Face the path with confidence
Grief is a process and there are different stages and emotions associated with each part. Colleagues and managers need to have a brief overview of where someone is in the grieving process. Take Julianna Bass, who recently lost her father. She discovered that you don’t have to be ‘ok’ at all—and simultaneously you are allowed to have an ‘ok’ day from time to time. Don’t keep tabs on it, just keep walking through.
Don’t hide your feelings
Constantly burying your emotions can prove detrimental. Bradley said, “It’s important to feel the feelings, even in the workplace.” If you need to shed a tear, shed a tear. Jennifer Yassen, a marketing director who lost her father, said, “Be kind to yourself for the first few months.” Her biggest piece of advice? “Be patient with yourself. Be aware of your emotions and feelings and take a breather, a break or a walk when you are able to process what you’re feeling. The only way to heal is to feel through your emotions.”
Lose your inner critic
Don’t judge yourself during the early grieving process. It’s ok to treat yourself to a slice of cake or take the afternoon for a walk. Sometimes we need a little comfort to get through the difficult days but make sure to find ways to stay motivated. Bass concluded, “It’s ok if you put yourself first selfishly because mere survival is all you can manage. Your grief doesn’t have to be measured or monitored.”
Know when to seek help
Whether you prefer a counsellor or a therapist, find someone who makes you feel comfortable. Grieving is one of life’s most difficult emotions but it can also expose truths and feelings that we never knew about. An experienced bereavement counsellor can help individuals work through intense emotions and overcome obstacles. This is an opportunity to speak with someone who can help you see the light at the end of the tunnel.

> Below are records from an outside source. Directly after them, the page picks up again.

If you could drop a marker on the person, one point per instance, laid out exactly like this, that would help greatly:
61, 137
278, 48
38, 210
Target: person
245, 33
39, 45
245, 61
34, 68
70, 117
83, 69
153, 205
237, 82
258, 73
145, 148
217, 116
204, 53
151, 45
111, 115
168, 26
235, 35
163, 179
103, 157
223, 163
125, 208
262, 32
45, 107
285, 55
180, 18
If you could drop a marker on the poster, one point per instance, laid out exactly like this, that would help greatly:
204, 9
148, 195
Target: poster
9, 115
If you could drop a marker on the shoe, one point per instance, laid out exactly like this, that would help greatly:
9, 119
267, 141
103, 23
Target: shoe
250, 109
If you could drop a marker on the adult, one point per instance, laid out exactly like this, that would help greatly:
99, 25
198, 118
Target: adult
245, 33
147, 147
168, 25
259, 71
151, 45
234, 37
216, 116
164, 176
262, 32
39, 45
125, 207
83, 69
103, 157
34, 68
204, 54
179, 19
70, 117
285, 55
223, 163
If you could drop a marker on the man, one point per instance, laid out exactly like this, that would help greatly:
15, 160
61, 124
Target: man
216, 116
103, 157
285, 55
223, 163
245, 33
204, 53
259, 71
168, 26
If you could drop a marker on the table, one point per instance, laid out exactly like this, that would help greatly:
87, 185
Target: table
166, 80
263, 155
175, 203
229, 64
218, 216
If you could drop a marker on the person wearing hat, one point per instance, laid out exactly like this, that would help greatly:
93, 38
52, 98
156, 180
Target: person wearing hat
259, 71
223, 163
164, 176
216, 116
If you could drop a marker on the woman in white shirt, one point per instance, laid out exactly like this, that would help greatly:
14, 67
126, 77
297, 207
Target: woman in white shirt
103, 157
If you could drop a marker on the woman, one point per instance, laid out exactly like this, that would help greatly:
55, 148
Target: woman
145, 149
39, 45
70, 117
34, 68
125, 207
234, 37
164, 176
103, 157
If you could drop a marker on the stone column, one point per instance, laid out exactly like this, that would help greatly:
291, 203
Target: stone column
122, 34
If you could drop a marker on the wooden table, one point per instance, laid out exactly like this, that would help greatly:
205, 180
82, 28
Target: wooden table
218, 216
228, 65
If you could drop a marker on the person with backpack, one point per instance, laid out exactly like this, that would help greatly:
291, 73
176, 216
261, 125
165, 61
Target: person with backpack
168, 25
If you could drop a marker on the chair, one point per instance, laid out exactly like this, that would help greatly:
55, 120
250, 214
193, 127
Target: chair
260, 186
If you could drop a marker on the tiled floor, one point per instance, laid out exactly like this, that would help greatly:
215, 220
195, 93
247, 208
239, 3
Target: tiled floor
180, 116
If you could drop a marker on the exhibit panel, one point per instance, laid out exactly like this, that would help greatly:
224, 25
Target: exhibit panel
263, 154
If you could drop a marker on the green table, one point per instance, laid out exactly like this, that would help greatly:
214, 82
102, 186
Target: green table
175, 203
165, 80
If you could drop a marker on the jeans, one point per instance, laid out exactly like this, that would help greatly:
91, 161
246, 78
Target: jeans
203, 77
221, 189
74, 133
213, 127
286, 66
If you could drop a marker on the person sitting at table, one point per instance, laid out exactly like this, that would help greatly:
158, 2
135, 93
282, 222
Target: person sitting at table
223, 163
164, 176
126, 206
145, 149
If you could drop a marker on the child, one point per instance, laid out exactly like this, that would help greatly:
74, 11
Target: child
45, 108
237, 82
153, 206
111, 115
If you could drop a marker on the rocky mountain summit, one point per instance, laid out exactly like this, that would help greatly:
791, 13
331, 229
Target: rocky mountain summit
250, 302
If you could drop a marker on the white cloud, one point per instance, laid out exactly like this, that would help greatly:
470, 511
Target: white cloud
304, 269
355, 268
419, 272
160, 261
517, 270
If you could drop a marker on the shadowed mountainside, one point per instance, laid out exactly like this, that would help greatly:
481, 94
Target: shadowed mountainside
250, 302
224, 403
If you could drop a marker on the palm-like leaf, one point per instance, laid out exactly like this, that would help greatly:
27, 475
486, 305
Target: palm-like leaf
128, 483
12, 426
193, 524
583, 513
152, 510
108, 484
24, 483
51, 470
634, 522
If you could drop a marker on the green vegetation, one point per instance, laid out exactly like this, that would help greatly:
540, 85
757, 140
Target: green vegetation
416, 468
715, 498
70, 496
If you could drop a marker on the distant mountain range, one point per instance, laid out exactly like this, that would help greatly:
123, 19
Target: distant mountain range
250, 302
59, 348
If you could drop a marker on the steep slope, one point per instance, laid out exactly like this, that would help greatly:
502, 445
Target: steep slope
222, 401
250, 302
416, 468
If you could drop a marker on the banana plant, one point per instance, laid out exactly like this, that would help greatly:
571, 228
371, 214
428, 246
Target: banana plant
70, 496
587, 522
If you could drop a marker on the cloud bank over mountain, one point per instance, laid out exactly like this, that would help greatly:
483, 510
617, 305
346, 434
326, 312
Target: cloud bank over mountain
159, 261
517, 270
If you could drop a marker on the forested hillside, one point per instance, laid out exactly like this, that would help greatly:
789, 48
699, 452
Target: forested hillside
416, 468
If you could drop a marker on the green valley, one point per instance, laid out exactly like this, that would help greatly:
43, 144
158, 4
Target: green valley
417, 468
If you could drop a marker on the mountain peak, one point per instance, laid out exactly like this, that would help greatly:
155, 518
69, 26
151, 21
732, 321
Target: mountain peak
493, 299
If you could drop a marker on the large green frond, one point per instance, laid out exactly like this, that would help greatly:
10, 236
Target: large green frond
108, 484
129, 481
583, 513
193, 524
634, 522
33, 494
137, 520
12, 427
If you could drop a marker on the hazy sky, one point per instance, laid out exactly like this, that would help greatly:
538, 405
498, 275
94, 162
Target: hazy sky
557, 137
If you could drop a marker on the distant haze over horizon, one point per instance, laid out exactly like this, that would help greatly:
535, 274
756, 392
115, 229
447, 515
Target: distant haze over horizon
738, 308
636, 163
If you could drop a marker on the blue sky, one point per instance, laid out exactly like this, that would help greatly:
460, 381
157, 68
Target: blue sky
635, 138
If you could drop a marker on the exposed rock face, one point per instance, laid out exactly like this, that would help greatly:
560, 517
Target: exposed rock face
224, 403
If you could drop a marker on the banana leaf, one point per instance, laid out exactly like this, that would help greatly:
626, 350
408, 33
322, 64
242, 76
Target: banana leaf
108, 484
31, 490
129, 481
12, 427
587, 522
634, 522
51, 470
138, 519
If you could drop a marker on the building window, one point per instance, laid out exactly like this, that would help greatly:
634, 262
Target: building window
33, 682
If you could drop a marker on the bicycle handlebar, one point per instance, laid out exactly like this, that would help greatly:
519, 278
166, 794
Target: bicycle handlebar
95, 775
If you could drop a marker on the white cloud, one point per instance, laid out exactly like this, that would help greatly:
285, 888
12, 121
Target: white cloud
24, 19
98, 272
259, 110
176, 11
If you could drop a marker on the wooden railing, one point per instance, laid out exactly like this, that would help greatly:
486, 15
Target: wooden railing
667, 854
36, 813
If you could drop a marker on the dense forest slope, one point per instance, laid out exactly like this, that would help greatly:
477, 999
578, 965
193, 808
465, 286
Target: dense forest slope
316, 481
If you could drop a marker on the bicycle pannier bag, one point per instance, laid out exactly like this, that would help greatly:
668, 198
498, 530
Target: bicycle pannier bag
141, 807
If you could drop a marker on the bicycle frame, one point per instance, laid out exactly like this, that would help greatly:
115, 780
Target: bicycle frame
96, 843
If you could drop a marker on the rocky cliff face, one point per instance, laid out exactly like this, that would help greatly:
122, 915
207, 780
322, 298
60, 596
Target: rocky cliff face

How to comfort a colleague
If a colleague is mourning the loss of a loved one, it’s important to be there for that person, but tread lightly. Not everyone wants to be comforted and not everyone wants to talk. Herwig said, “Employers should also ask the employee what they need or what they consider supportive as opposed to taking a one-size-fits-all approach to dealing with grief in the workplace.” Assure them that you are there for support that comes without judgment or stress. Bradley said, “It’s important to be extra kind to the person who is mourning a loss. Include them in activities and conversations but don’t force them to do anything or force solutions on them. Let them know that you are there if they need you, keeping it simple while being genuine.”
Life happens and it’s important for employers to have a plan in place for when an employee suffers a bereavement. Some of us will cope reasonably well while others will struggle, but a compassionate, supportive approach in the workplace—and plenty of communication—will help the healing process.